Changes in the annuity landscape have made some inroads against this rule of thumb – including guaranteed living benefit riders, death benefits, and other options. Recently the IRS made a change to its rules regarding IRAs and annuities that will likely make the use of annuities even more popular in IRAs: The use of the lesser of 25% or $125,000 of the IRA balance (also applies to 401(k) and other qualified retirement plans) for the purchase of “longevity insurance”, which is another term for a deferred annuity.
Under the new rules, an IRA owner could purchase a deferred annuity (meaning the annuity begins paying the holder at some deferred date, such as age 80) and eliminate the value of the funds used to purchase the annuity when calculating Required Minimum Distributions from the account.
An example of this in action would be for an individual who has an IRA with a balance of $500,000 and who is approaching age 70½, when Required Minimum Distributions will be required. This individual could set aside $125,000 in an annuity that begins payout at his age 80 for a guaranteed 10-year payout period. This would provide a fixed payout of approximately $18,000 to the individual in ten years. (Note: This payout amount is not much more than a wild guess. I don’t deal in annuities regularly so I can’t vouch for the efficacy of this estimate.)
By doing this, he could reduce his Required Minimum Distributions by 25% during the coming ten years, and then have the fixed payment in addition to his RMDs at age 80.
One of the primary downsides to annuity ownership is the internal cost of the policy – typically 2-3% annually before any underlying fund costs. For this cost, the insurance company agrees to pay the annuitant a particular sum of money for the annuitant’s life, guaranteed. In addition, an annuity typically ties up your money or at best penalizes you heavily in the first years of the policy with significant surrender expenses (often 8% or higher, reducing as years pass). Some additional policy riders can provide death benefits, guaranteed payout periods (providing a payout no matter how long the annuitant lives) and other features which may make it more suited to your needs. It’s up to you whether or not the benefit is worth the extra cost and potential penalties.
There are annuity providers who charge much lower annual fees for annuities. If you’re interested in this kind of income guarantee, you would do well to seek out a lower-cost option in order to keep the drag on your overall portfolio to a minimum. In addition, you might look at fixed annuities rather than variable annuities, utilizing the fixed payout nature of these policies as a proxy for a portion of your bond portfolio. Fixed annuities are typically lower cost than the equity-based annuities, and the deferred annuity payments are typically guaranteed amounts.

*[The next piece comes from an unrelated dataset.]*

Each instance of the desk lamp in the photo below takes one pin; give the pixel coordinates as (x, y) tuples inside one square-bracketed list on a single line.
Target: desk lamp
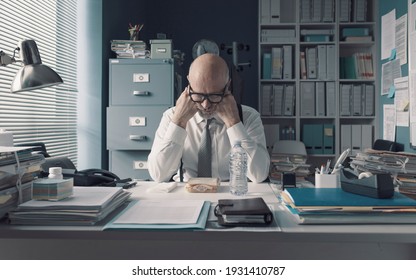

I’m not ready to start recommending annuities to clients on a regular basis, don’t get me wrong. Annuities have always been a tool available for guaranteeing an income stream of some variety, but any recommendation would generally be based upon the retiree’s circumstances being such that the resources available are not enough to support the future income needs, where there is an extreme concern over the potential of running out of money during one’s lifetime. This change to the rules of annuities in IRAs may help to ease the stresses on your portfolio.